How does one look upon such an ugly world and write poetry? “Poetry is dying,” her teacher tells her, and it’s easy to see why. Lee, whose films are filled with trains, taxis and buses, portrays this community as one filled with moral passengers: people who will continue to profit as long as their behaviour remains unchecked. Mi-ja works as a maid for an elderly man recovering from a stroke, who surreptitiously takes viagra instead of his regular pills in an attempt to trick her into stimulating his penis while she bathes him. Later, Mi-ja is told that a brash policeman at a poetry recital was demoted and sent to their rural town from the city for reporting internal corruption.

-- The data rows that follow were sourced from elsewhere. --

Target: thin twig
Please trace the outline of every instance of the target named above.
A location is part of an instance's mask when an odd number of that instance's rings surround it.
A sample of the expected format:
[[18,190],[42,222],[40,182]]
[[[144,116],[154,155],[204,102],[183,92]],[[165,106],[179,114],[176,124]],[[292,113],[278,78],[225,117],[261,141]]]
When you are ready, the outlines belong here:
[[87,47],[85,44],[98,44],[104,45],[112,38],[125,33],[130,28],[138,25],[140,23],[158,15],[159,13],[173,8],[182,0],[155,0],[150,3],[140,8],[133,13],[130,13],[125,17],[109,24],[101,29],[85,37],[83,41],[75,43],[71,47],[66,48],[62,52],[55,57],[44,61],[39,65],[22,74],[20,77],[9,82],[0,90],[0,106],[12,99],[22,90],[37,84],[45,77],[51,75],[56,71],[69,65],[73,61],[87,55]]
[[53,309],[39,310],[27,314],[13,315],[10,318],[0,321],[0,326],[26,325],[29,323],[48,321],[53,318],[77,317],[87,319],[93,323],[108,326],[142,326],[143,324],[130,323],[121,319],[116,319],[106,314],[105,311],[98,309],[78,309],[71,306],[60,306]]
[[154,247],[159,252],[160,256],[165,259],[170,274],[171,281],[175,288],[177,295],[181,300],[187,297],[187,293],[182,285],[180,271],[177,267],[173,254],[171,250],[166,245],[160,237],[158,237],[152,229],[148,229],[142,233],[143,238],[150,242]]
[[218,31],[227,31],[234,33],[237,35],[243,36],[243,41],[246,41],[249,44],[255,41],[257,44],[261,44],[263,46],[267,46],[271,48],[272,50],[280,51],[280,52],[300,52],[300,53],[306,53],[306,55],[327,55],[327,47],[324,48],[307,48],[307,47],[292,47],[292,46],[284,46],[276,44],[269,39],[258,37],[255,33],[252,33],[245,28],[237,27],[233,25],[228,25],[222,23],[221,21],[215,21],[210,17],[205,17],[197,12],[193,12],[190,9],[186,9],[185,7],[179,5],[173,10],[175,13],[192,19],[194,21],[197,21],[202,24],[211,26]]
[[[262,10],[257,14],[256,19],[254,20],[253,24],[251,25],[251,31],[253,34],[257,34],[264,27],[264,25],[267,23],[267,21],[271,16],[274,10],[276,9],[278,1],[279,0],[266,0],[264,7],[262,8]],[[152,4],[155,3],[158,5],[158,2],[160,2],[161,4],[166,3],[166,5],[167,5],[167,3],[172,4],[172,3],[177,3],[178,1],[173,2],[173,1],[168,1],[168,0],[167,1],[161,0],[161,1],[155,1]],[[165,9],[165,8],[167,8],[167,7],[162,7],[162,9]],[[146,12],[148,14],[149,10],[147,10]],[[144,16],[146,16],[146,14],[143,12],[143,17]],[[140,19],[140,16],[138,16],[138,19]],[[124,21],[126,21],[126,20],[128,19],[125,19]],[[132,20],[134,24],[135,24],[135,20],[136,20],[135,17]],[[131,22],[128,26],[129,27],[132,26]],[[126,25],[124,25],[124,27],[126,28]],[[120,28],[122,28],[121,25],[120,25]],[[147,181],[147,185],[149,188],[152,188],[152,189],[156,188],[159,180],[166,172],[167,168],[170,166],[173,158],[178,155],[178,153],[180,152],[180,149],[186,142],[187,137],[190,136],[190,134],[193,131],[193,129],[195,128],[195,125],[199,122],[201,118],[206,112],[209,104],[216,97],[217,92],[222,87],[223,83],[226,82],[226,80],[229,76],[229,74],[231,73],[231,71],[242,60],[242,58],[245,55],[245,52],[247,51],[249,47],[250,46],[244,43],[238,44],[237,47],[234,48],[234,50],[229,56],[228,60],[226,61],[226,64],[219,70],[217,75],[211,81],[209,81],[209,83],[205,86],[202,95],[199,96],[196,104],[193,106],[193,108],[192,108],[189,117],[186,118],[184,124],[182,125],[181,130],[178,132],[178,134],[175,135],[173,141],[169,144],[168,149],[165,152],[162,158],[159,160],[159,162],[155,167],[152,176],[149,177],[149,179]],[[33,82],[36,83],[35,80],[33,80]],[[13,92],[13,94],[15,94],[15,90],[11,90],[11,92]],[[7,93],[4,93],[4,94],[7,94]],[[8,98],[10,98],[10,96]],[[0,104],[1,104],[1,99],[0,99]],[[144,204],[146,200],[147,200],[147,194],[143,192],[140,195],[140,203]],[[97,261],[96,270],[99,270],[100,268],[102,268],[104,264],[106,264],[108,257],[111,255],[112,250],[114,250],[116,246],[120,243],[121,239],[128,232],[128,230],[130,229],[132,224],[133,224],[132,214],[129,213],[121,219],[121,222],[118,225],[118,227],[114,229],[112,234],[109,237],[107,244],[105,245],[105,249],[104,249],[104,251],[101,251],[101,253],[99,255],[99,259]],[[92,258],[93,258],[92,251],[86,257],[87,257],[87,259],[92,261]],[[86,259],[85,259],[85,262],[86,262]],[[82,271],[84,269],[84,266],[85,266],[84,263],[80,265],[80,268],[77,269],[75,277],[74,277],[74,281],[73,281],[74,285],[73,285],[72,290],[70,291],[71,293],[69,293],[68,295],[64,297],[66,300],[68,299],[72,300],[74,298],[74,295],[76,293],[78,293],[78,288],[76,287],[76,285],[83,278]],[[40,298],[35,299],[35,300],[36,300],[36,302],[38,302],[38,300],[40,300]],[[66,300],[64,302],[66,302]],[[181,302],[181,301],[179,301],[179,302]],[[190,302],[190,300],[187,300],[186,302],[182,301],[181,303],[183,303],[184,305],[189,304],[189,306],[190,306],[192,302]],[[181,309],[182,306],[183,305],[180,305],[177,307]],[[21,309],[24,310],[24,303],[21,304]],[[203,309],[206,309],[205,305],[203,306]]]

This world has been poisoned by wilful silence in the name of profit, yet Mi-ja, though stupefied by the behaviour of those around her, is single-minded in her determination to find some semblance of beauty, whether that’s the taste of a fallen apricot on the ground of an orchard or justice for an unpunished act of devastating violence. When her finished poem is finally revealed, she is the only person in her class to have written one. “It’s too difficult,” a woman says when asked why she hasn’t done the one thing the teacher asked of her. The rest of the class smile bashfully like schoolchildren, relieved in the knowledge that while they’ve wasted their time, they are not alone in doing so and therefore cannot realistically be made to feel bad about their failure. It’s easier to stay quiet than to speak up, and Lee leaves us with a room of poets with nothing to say, listening as the teacher begins to read the absent Mi-ja’s exorcistic poem aloud. This ordeal is over. Is there a future for poetry?